Douze semaines d'entraînement par intervalles intenses (courtes périodes d'effort soutenu alternées avec des phases de récupération) amélioraient, chez des adultes plus âgés, la production d'énergie dans les cellules musculaires et restauraient des caractéristiques moléculaires typiquement altérées par le vieillissement. Il ne s'agit pas de mesures d'âge épigénétique, mais cela montre que des changements biologiques mesurables au niveau cellulaire surviennent en quelques semaines seulement.
Un point de vigilance important : les horloges épigénétiques mesurent un profil biologique, mais rien ne prouve encore qu'un score plus bas sur ces horloges signifie que tu vivras effectivement plus longtemps ou en meilleure santé.

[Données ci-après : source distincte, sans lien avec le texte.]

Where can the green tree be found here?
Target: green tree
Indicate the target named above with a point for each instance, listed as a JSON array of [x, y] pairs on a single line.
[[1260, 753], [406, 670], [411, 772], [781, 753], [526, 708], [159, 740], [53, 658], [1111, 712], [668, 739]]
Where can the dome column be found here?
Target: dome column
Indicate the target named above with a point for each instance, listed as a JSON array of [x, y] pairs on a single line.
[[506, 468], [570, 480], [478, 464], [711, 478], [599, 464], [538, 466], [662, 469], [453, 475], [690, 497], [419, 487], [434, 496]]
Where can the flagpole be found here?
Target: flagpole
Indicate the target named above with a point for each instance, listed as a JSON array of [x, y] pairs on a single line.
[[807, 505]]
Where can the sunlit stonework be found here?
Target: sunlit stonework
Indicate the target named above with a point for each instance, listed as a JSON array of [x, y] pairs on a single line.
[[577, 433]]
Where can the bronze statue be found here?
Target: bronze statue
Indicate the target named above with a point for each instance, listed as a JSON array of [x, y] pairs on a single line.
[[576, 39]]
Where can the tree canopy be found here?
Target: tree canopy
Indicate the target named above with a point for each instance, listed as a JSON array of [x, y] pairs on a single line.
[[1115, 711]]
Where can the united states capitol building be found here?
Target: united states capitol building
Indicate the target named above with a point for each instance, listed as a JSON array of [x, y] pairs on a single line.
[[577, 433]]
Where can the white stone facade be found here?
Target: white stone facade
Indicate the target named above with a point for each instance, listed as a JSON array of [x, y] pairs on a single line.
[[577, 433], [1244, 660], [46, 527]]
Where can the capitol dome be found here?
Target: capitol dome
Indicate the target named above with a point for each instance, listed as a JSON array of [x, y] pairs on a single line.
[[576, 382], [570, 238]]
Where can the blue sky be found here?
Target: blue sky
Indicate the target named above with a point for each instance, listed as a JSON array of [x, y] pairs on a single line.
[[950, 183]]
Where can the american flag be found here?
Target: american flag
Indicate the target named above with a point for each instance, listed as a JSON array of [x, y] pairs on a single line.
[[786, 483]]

Un article de synthèse dont les auteurs sont liés à une entreprise spécialisée en longévité souligne eux-mêmes qu'il faudrait des essais cliniques rigoureux pour confirmer si ce score réduit a une vraie signification pour la santé. Les études disponibles sont par ailleurs souvent de petite taille ou combinent plusieurs facteurs à la fois, ce qui rend les conclusions fermes difficiles à formuler.

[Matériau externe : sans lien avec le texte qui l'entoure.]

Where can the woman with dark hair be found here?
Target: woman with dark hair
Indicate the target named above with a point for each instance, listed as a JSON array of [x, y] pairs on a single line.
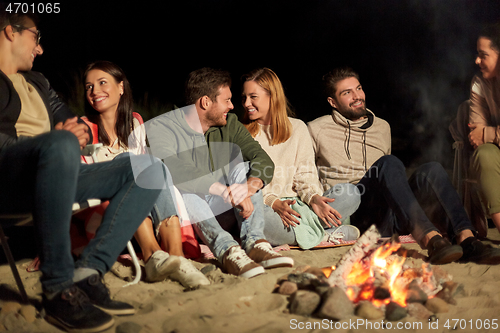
[[113, 123], [296, 208], [484, 120]]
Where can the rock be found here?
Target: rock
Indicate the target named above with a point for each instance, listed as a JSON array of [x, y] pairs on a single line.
[[315, 271], [303, 280], [304, 302], [28, 312], [10, 307], [128, 327], [437, 305], [287, 288], [367, 310], [208, 268], [394, 312], [419, 311], [336, 305], [415, 294]]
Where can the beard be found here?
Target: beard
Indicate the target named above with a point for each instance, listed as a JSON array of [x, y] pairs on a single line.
[[215, 119], [353, 113]]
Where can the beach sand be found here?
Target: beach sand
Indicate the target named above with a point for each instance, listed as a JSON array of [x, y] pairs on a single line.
[[233, 304]]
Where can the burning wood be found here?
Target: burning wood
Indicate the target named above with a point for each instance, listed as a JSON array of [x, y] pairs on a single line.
[[374, 277]]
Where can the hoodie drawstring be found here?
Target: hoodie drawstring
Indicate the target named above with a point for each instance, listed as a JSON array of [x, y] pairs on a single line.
[[347, 141]]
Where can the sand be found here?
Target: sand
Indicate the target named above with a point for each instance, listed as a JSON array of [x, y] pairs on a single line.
[[233, 304]]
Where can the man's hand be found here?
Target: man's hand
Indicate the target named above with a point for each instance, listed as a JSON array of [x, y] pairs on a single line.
[[476, 135], [325, 212], [282, 208], [79, 130]]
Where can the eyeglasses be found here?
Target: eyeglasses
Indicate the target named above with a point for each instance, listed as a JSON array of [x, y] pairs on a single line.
[[38, 34]]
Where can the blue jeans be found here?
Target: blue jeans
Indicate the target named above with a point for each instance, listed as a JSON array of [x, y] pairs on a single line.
[[347, 200], [426, 202], [43, 175], [209, 229], [166, 205]]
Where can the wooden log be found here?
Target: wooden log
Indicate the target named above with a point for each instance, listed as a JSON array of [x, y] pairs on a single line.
[[364, 245]]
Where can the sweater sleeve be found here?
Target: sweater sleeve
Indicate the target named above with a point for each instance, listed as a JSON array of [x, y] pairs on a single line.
[[306, 180], [261, 165]]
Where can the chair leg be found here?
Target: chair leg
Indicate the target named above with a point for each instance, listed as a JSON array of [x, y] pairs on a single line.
[[137, 266], [13, 267]]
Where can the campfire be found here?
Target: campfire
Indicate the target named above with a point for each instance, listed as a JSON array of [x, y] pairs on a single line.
[[373, 280]]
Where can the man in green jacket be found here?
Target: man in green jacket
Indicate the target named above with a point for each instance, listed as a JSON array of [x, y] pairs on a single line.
[[218, 166]]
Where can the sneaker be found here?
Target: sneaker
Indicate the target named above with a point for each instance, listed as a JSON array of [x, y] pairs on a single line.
[[237, 262], [262, 253], [342, 233], [160, 265], [441, 251], [188, 275], [72, 311], [98, 294], [477, 252]]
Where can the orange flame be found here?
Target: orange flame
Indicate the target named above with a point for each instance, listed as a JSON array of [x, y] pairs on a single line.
[[362, 276]]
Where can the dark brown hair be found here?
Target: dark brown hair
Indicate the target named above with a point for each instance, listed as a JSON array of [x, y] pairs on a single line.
[[124, 118]]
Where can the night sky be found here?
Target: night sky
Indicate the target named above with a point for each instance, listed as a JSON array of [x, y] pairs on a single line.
[[415, 57]]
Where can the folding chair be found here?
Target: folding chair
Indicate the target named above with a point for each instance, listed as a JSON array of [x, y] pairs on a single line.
[[26, 219]]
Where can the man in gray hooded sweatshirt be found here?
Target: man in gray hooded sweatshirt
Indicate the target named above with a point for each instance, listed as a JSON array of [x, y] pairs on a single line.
[[353, 145]]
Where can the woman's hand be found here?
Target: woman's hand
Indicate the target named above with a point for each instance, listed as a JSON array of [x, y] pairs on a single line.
[[325, 212], [282, 208], [476, 137]]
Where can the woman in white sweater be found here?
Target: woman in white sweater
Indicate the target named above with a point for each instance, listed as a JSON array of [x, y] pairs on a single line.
[[296, 209], [484, 120]]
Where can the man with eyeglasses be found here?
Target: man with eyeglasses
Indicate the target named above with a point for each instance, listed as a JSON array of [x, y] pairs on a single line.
[[41, 173]]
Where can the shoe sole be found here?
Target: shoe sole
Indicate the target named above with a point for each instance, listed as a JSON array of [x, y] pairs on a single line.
[[59, 323], [173, 266], [277, 262], [446, 258], [117, 312], [253, 272]]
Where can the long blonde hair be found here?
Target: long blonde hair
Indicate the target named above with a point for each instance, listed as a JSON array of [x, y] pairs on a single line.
[[278, 106]]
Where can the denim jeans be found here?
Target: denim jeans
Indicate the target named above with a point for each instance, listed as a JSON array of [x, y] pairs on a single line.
[[211, 231], [43, 175], [426, 202], [347, 200], [166, 205]]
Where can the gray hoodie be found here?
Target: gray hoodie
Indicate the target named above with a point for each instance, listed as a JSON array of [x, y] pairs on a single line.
[[345, 149]]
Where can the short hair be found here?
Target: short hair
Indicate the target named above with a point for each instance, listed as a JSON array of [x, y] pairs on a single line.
[[205, 82], [492, 32], [15, 19], [331, 79], [278, 105]]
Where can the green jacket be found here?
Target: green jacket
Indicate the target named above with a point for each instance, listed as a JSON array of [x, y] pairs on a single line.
[[196, 161]]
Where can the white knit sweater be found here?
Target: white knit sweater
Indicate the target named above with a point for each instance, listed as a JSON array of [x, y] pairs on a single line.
[[295, 173]]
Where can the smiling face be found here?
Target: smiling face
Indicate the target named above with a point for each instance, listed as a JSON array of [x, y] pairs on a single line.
[[256, 102], [25, 48], [349, 99], [216, 114], [487, 58], [102, 91]]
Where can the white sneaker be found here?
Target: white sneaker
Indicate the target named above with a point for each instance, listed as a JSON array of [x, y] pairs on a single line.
[[343, 232], [188, 275], [237, 262], [160, 266]]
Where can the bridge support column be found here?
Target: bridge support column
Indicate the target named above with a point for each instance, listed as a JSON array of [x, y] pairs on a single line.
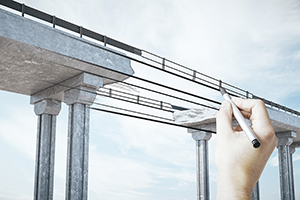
[[201, 139], [255, 194], [79, 99], [285, 139], [47, 110]]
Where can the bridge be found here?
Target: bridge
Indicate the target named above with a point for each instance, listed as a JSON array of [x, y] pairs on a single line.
[[53, 66]]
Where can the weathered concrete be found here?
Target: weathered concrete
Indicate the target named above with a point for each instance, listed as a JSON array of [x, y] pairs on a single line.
[[85, 83], [205, 119], [255, 193], [45, 148], [285, 139], [79, 98], [78, 152], [202, 165], [34, 56]]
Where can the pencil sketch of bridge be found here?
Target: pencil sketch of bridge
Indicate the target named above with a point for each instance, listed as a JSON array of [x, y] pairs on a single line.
[[53, 66]]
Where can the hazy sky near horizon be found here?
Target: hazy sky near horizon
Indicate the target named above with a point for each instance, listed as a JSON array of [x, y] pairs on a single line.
[[253, 44]]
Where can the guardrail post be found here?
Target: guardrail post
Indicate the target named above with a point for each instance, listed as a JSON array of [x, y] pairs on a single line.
[[201, 139], [285, 139]]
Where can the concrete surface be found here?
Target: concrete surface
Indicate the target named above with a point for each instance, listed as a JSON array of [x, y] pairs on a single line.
[[205, 118], [34, 56]]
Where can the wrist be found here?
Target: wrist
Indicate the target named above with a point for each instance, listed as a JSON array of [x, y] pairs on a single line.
[[234, 186]]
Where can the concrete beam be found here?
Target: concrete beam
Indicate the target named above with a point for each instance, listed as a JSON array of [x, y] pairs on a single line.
[[88, 84], [34, 56], [205, 118]]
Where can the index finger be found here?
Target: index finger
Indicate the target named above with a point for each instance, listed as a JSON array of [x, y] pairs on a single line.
[[258, 113]]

Les données proviennent de deux essais randomisés (n = 43 et n = 219), de deux grandes études de cohorte observationnelles (n = 3 600+, suivi de 12 ans), d'un essai clinique portant sur des marqueurs moléculaires musculaires (entraînement par intervalles intenses), d'une très petite série de cas (n = 6, avec conflit d'intérêts), et d'un article de synthèse narratif dont les auteurs sont liés à une entreprise de longévité. Aucun des essais randomisés n'a isolé l'exercice comme seule variable.